It is with this in mind that I would like to point you to this article by Anthony Shadid of the Washington Post. Shadid is one of those journalists who dares to venture outside the Green Zone to capture the realities of everyday life in Iraq. Today he writes of Mohammed Hayawi, an Iraqi bookseller whose life ended far too soon:
After the invasion and the government's fall, Hayawi described himself much as other Iraqis did in that first uncertain year: as neither for Saddam nor happy with the Americans. He was angry, of course -- at the chaos, the insecurity, the lack of electricity.
"The American promises to Iraq are like trying to hold water in your hand," he told me in one conversation. "It spills through your fingers."
But he was never strident; he was filled with a thoughtfulness and reflection that survival in Iraq rarely permits these days.
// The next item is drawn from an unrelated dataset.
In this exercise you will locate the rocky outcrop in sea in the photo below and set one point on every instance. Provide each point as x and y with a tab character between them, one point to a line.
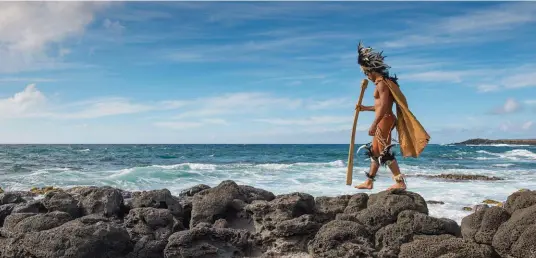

Hayawi resented the occupation but voted in the elections the United States backed. He was a devout Muslim, but feared the rise of religion in politics. In his bookstore, once-banned titles by Shiite clerics, imported from Iran, vied with books by radical Sunni clerics, among them Muhammad Abdel-Wahab, the 18th-century godfather of Saudi Arabia's brand of Islam. Profit may have inspired his eclectic mix, but Hayawi also seemed to be making a statement: Mutanabi Street, his Baghdad and his Iraq would respect their diversity.